Thomas Kwader answers many questions you may have about monitoring.

A monitoring well being bailed prior to sample collection. Courtesy of Tomkins County, N.Y.
Millions, possibly billions of dollars are spent each year on the installation of wells/sampling and reporting of ground water data from monitoring wells. Why do we monitor ground water, or surface water or air quality, for that matter? All the monitoring ever performed has not cleaned up even one site. Most sites under state or federal programs routinely monitor on a quarterly or semi-annual basis. What is the purpose of monitoring? How many sampling points are enough? How often should monitoring be performed?

There are many reasons for monitoring, such as monitoring the movement of a plume, monitoring contaminant concentrations for health reasons, or to assess the rate of natural attenuation or the progress of an active remediation system. Monitoring systems can be expensive, and once in place, they can be very difficult to alter or stop the monitoring requirements, which can continue for years.

Some sites do not have enough monitoring and/or the sampling points or they are not in the right areas or at the proper depths. Usually this is because the flow system is not well understood. In the old days at landfills, the only monitoring requirement was one well upgradient and two downgradient. Without knowing the hydrogeologic conditions, this may not be adequate to achieve the purpose of the monitoring program.

I'm sure many of you are aware of sites that are "over monitored," such as sites having a dozen or more wells at a typical gas station or hundreds of wells at a chemical facility. In many cases, it really does require a large number of wells to adequately define the flow system, depending upon the number of source areas, complexity of the system, and the number of layers or aquifers beneath the site.

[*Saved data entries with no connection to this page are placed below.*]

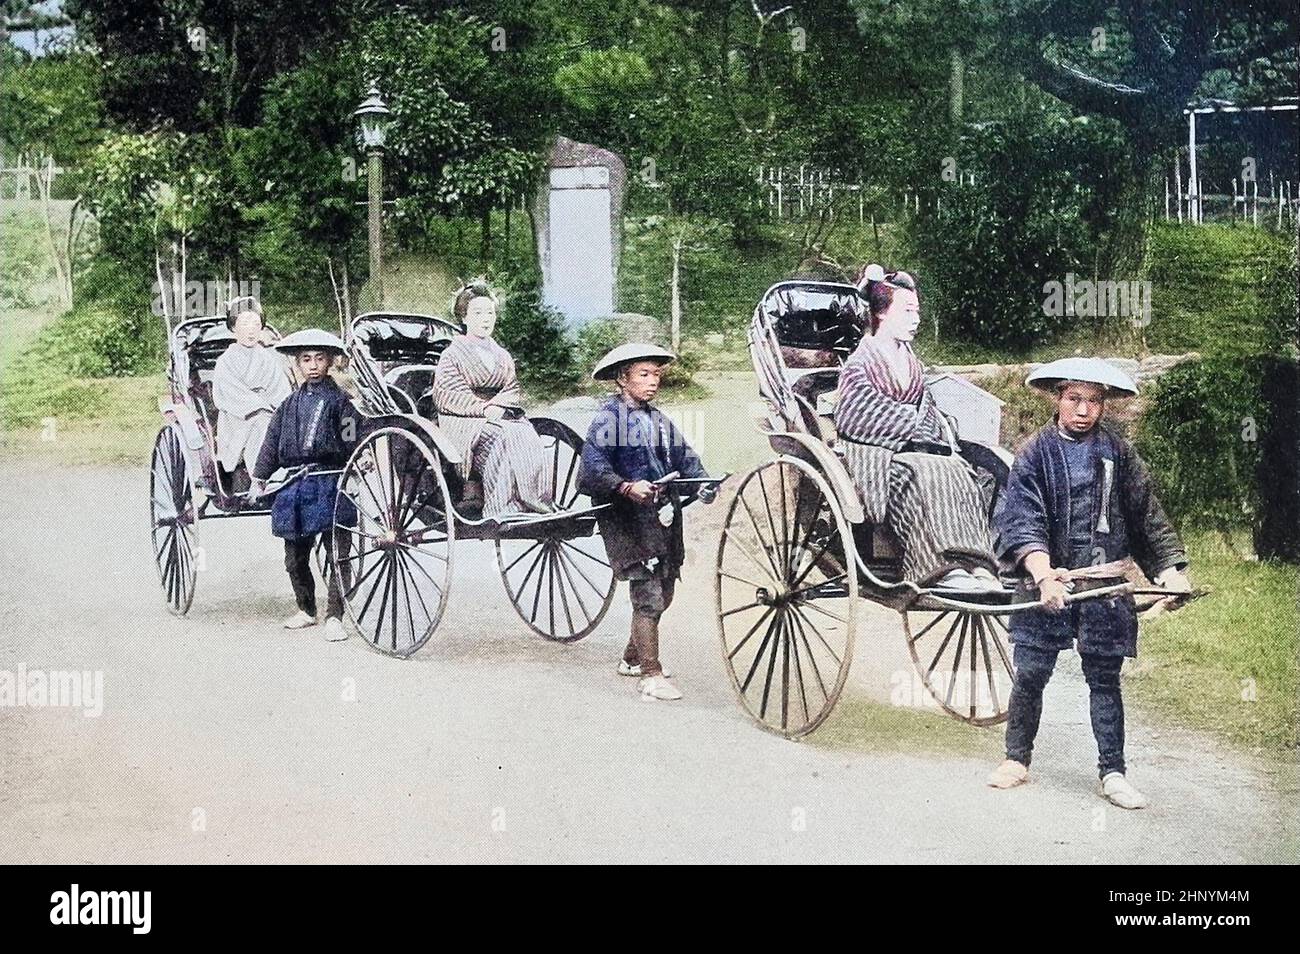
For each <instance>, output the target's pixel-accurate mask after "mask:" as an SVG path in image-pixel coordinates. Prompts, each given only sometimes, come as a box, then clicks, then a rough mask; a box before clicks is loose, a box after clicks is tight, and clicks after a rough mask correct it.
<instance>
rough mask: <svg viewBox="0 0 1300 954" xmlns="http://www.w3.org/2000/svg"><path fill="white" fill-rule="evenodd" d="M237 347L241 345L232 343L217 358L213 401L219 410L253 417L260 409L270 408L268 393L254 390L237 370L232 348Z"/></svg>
mask: <svg viewBox="0 0 1300 954" xmlns="http://www.w3.org/2000/svg"><path fill="white" fill-rule="evenodd" d="M237 347H239V346H238V344H231V346H230V348H227V350H226V351H225V352H224V354H222V355H221V357H218V359H217V364H216V367H214V368H213V369H212V403H213V404H216V406H217V409H218V411H225V412H226V413H229V415H234V416H235V417H251V416H252V415H255V413H257V412H259V411H265V409H268V408H269V407H270V402H269V400H268V398H266V395H264V394H260V393H257V391H256V390H253V389H252V387H251V386H250V385H248V382H247V381H246V380H244V377H243V376H242V374H240V373H239V372H237V370H235V367H234V365H235V361H237V359H235V356H234V352H233V351H231V348H237Z"/></svg>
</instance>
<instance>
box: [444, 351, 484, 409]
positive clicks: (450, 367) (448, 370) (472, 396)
mask: <svg viewBox="0 0 1300 954" xmlns="http://www.w3.org/2000/svg"><path fill="white" fill-rule="evenodd" d="M461 357H463V355H461V347H460V346H459V344H456V343H452V344H450V346H448V347H447V350H446V351H443V352H442V357H441V359H438V370H437V373H435V374H434V377H433V403H434V406H435V407H437V408H438V411H439V412H445V413H448V415H456V416H460V417H482V416H484V412H485V411H486V409H487V402H486V400H482V399H481V398H478V396H477V395H476V394H474V391H473V389H472V387H471V386H469V381H468V380H467V378H465V369H464V365H463V364H461Z"/></svg>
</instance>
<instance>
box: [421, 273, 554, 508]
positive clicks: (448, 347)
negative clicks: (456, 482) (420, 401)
mask: <svg viewBox="0 0 1300 954" xmlns="http://www.w3.org/2000/svg"><path fill="white" fill-rule="evenodd" d="M455 315H456V320H458V321H460V322H463V324H464V326H465V334H458V335H456V337H455V338H452V339H451V343H450V344H447V348H446V351H443V352H442V356H441V357H439V359H438V372H437V374H435V376H434V381H433V404H434V408H435V409H437V412H438V426H439V428H441V429H442V432H443V433H445V434H446V435H447V437H448V438H450V439H451V442H452V443H454V445H455V446H456V450H459V451H460V458H461V464H460V476H461V477H463V478H465V480H468V478H469V473H471V469H474V471H477V472H478V474H480V477H481V478H482V483H484V511H482V515H484V516H485V517H498V516H500V515H503V513H519V512H528V511H533V512H536V513H550V512H552V511H554V509H555V504H554V503H552V500H551V481H550V473H549V471H550V468H549V464H550V455H547V454H546V448H545V447H543V446H542V439H541V438H539V437H538V435H537V432H536V430H533V425H532V424H529V422H528V420H525V417H524V409H523V407H520V396H519V381H517V378H516V377H515V360H513V359H512V357H511V356H510V352H507V351H506V348H503V347H502V346H500V344H498V343H497V342H495V341H493V337H491V333H493V329H494V328H495V325H497V299H494V298H493V295H491V292H490V291H489V290H487V287H486V286H485V285H467V286H465V287H464V289H461V290H460V291H459V292H458V295H456V302H455Z"/></svg>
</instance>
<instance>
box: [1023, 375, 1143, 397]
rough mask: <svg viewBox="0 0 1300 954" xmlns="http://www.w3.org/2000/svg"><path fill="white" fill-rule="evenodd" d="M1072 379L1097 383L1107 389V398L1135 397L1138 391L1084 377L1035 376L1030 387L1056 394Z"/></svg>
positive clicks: (1104, 389) (1137, 394)
mask: <svg viewBox="0 0 1300 954" xmlns="http://www.w3.org/2000/svg"><path fill="white" fill-rule="evenodd" d="M1070 381H1076V382H1079V383H1080V385H1096V386H1097V387H1101V389H1102V390H1104V391H1105V396H1106V398H1135V396H1138V391H1134V390H1130V389H1127V387H1119V386H1117V385H1110V383H1106V382H1105V381H1087V380H1084V378H1035V380H1032V381H1030V382H1028V385H1030V387H1035V389H1037V390H1040V391H1043V393H1044V394H1052V395H1054V394H1056V393H1057V390H1058V389H1060V387H1061V385H1065V383H1069V382H1070Z"/></svg>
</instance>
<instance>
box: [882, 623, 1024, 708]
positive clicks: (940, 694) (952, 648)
mask: <svg viewBox="0 0 1300 954" xmlns="http://www.w3.org/2000/svg"><path fill="white" fill-rule="evenodd" d="M901 613H902V630H904V636H905V637H906V638H907V650H909V651H910V652H911V662H913V664H914V665H915V667H917V675H918V676H919V677H920V681H922V684H923V685H924V686H926V691H927V693H930V697H931V698H932V699H933V701H935V702H936V703H939V706H940V707H941V708H943V710H944V711H945V712H948V714H949V715H950V716H953V717H954V719H961V720H962V721H963V723H970V724H971V725H997V724H998V723H1005V721H1006V714H1008V707H1009V704H1010V701H1011V680H1013V678H1014V677H1015V669H1014V667H1013V665H1011V650H1010V645H1009V641H1008V637H1009V636H1010V633H1009V630H1008V628H1006V623H1005V621H1004V620H1002V617H1001V616H998V615H995V613H971V612H961V611H959V610H940V611H939V612H927V611H918V610H902V611H901ZM954 636H956V641H954V638H953V637H954Z"/></svg>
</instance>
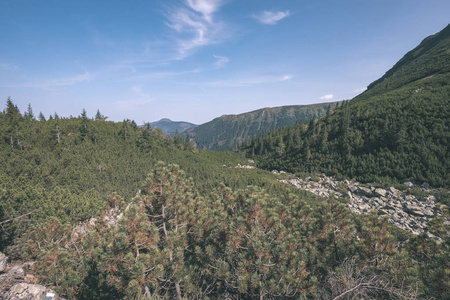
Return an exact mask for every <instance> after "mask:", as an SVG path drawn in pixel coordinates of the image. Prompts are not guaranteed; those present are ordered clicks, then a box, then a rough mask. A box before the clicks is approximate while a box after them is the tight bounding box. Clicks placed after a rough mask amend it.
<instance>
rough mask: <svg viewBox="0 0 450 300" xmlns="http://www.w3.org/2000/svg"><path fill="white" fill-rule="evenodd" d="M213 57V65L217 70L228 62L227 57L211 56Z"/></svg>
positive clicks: (227, 62)
mask: <svg viewBox="0 0 450 300" xmlns="http://www.w3.org/2000/svg"><path fill="white" fill-rule="evenodd" d="M213 56H214V58H215V59H216V62H215V63H214V65H215V66H216V67H218V68H221V67H223V66H225V65H226V64H227V63H229V62H230V59H229V58H228V57H225V56H220V55H213Z"/></svg>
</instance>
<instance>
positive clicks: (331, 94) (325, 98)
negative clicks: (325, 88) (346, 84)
mask: <svg viewBox="0 0 450 300" xmlns="http://www.w3.org/2000/svg"><path fill="white" fill-rule="evenodd" d="M333 97H334V96H333V94H328V95H324V96H322V97H320V100H331V99H333Z"/></svg>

There are two areas where cost savings can be realized without compromising potential harm to human health or the environment. Ground water moves very slowly, on the order of inches to a few feet (fast) per day. Once a baseline of environmental conditions has been established (i.e., after a year and after at least four sampling events have been completed) and concentrations of compounds of site concern have been established, the frequency of sampling usually can be reduced to semi-annually or annually for selected wells. The second cost-savings measure involves reducing the number of compounds analyzed, especially compounds not suspected of being present on the site. If the compounds have not appeared above background levels for multiple sampling events, then the frequency can be reduced to annually or possibly discontinued all together.

Since ground water moves very slowly, abrupt changes in parameters monitored are not expected. Therefore, frequency of monitoring and the types of compounds analyzed can often be minimized or eliminated without compromising the purpose of the monitoring program. Monitoring is important, but the data needs to be reviewed and the program adjusted according to the site conditions.